As her children grew up and she embarked on a new career, Meister felt the need to add more elements to her mindfulness discipline. She took a class at her synagogue and began to reflect more about her purpose on the planet. Saturdays — the Jewish Shabbat, or day of rest — became her respite from work. She reserves this day for reading and doing whatever strikes her as fulfilling at that moment. “When I made the change to allow Saturday to be a different day by choice, I found an ability to just be. I also found that others respected my choice not to respond to messages on this day,” says Meister, the founder of Lifemeisters, a blog on living better, and a partner in Camp Experts & Teen Summers.
Like Warner, intentional planning and delegating play a role in Meister’s ability to stay mindful. She’s also learned how to manage over-subscribing and over-committing. “Busy and organized people are always asked to do many more things than they choose to do,” she says. “I have learned to say ‘no’ with a smile and a hug!”
P.E.A.C.E.-out to Master Mindfulness
“Life is what happens when you’re busy making other plans,” is a quote that John Lennon set to music in 1980. It’s especially apt today as our society struggles to stay focused amid a constant cycle of news and information. High achievers are especially susceptible to over-subscribing and run the risk of losing themselves —and their sense of joy — to outside demands.

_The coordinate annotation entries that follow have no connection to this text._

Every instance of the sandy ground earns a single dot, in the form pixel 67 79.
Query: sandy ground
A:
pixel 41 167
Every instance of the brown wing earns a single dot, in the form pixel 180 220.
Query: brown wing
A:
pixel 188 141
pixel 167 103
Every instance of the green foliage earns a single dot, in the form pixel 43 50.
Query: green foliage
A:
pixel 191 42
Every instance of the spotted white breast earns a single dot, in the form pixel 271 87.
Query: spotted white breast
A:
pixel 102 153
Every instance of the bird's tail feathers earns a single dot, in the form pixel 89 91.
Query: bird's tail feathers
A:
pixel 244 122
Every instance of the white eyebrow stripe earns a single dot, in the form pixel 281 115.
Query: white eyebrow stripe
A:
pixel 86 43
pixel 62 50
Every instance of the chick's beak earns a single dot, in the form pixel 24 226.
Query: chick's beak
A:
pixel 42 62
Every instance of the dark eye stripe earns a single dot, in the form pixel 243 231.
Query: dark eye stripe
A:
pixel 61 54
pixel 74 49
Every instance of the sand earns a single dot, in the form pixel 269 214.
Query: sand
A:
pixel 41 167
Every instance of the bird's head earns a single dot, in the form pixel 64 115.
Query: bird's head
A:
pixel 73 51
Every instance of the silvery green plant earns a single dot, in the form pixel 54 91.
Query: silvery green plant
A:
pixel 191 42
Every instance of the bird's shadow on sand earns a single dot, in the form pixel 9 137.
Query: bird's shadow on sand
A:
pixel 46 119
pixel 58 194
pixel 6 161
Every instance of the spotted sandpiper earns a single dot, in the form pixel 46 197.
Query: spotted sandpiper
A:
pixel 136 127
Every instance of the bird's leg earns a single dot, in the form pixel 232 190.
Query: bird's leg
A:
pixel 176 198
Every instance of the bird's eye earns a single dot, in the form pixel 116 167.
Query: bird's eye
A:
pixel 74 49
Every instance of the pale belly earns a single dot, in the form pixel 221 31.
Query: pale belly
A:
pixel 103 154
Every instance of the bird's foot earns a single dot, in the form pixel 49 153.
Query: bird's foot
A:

An easy way to maintain your equilibrium and regain control of your life is to remember the acronym P.E.A.C.E.
P: Plan and prioritize activities that clear your mind and make you feel happy. Schedule time on your calendar, delegate non-essential tasks, and find whatever helps you lose a sense of time, like meditation, exercise, art, etc.
E: Exercise restraint from distractions. Limit email use to certain times of day, install a phone ringtone that distinguishes family calls from work calls, limit your intake of violent media images that might play over in your head, and post notes in your car and your home to remind you to stay in the moment. Dr. Fite simply posts a star on her sun visor and bathroom mirror.
A: Avoid multitasking. Practice saying “no” or using language that protects your boundaries, such as, “This isn’t a good time for me. I could do a better job if it can wait until tomorrow.”
C: Choose your friends and your work carefully. Surround yourself with people and organizations that support your goal of “down time.” Atkinson says that everything and everyone she invites to be part of her circle must support the health, happiness and energy of her family system.
E: Evaluate warning signals that suggest you are out of balance. Weight gain, self-criticism, fatigue, anger, anxiety, breathlessness and frustration are all signs that something isn’t right.